Oui, bon, c'est du Faudel. C'est pas du tout le genre de musique que j'ai l'habitude d'écouter, mais celle-ci réveille beaucoup de choses en moi.
Comme je l'ai déjà mentionné ici, j'ai un bagage culturel et génétique assez dense. Et même si ma famille ne l'a jamais accepté, je me suis sentie marocaine avant de me sentir française.
Je n'y suis pas née, ce n'est pas non plus la terre qui a soutenu mes premiers pas, mais c'est celle qui abrite mes premiers souvenirs.
Les graines de tournesol salées, mes ami-es, ma meilleure amie, cette grande école et ses élèves tous-es différent-es, ma nourrice, le caméléon, les tortues du jardin, les chats, l'odeur du foin et des chevaux, le Crieur, le muezzin en haut du minaret, le parfum du thuya, le thé, la mante-religieuse, manga-TV, l'araignée géante du placard, les collections de pierres...
Et mes premiers questionnements spirituels. Le catéchisme d'un côté, entre les arbres et les coloriages religieux; et le dieu que prie tout ce pays, dont je me sens plus proche.
Et les contes, les légendes, les djinns, ces esprits locaux que je perçois déjà, si bienveillants...
Et encore un changement de continent. Le troisième. Je dois m'adapter à ce pays qui est sensé être le mien mais que je connais si peu. Les esprits me semblent beaucoup plus sombres dans ma campagne. Comme une mère louve : aimante, mais stricte.
Et d'autres souvenirs s'ajoutent. Les têtards, le sanglier, la forêt, la nuit si angoissante, les chouettes et chauve-souris, le chien, le même chat, le cognassier...
Ce dieu que je délaisse : ces potions d'enfant, les esprits, le rond de sorcière, prennent peu à peu sa place.
En ce moment, mes affinités spirituelles, mes gênes, et mes souvenirs, se disputent. Je suis qui ? Je viens d'où ? Comment faire pour accorder toutes ces cultures sans me sentir illégitime ? J'entends beaucoup parler d'appropriation culturelle en ce moment. Et ça me perturbe. J'ai grandit en Chine et au Maroc mais je n'ai d'origine dans aucun de ces pays pays : c'est de l'appropriation culturelle de m'y sentir apparentée ? J'ai des origines au Japon mais j'y ai jamais foutu les pieds, c'est de l'appropriation culturelle là aussi ? Et toutes ces cultures qui m'appellent si fort et avec qui je n'ai aucun lien, c'est de l'appropriation culturelle ?

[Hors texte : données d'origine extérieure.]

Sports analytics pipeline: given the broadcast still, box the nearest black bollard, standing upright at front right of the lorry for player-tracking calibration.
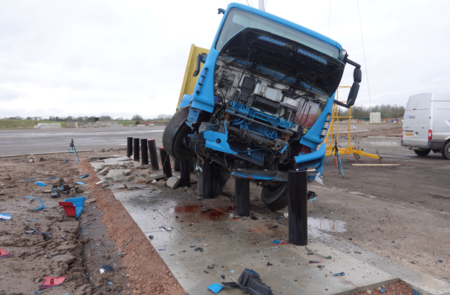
[288,170,308,246]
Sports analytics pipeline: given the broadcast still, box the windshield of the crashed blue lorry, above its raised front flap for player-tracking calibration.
[216,8,339,59]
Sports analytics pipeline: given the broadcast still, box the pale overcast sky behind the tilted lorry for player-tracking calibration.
[0,0,450,118]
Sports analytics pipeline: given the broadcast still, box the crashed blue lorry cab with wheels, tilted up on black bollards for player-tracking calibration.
[163,3,361,210]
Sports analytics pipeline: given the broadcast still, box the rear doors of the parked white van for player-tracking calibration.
[403,93,432,148]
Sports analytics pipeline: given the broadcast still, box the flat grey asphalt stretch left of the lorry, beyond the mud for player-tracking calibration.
[0,126,165,156]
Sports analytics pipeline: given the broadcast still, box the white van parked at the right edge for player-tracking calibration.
[402,93,450,160]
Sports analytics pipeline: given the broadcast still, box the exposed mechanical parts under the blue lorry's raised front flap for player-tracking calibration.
[193,57,326,169]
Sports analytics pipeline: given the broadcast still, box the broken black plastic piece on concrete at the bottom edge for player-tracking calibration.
[222,268,274,295]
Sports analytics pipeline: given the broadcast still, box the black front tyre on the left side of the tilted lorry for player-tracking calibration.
[163,107,192,161]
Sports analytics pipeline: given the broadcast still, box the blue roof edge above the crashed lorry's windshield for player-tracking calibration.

Mon panthéon et mes croyances sont dispatchés entre tout ces pays, et même si je voulais pratiquer "la religion de mes ancêtres", je n'aurais pas d'autre choix de faire de l'éclectisme.
Je suis perdue.
Je ne regretterais jamais d'avoir autant de cultures dans ma caboche, ça m'a permis de me sentir terrienne avant tout, et partout chez moi. Mais c'est parfois dur à assumer dans un monde et une communauté où on attend des autres qu'ils s'identifient clairement à une tradition, à une culture, et où l’éclectisme est parfois mal-vu.
Alors je vais décider de m'en foutre : j'écoute mon cœur, mon sang, et ma mémoire. Hiérarchiser ces trois aspects me semble trop absurde.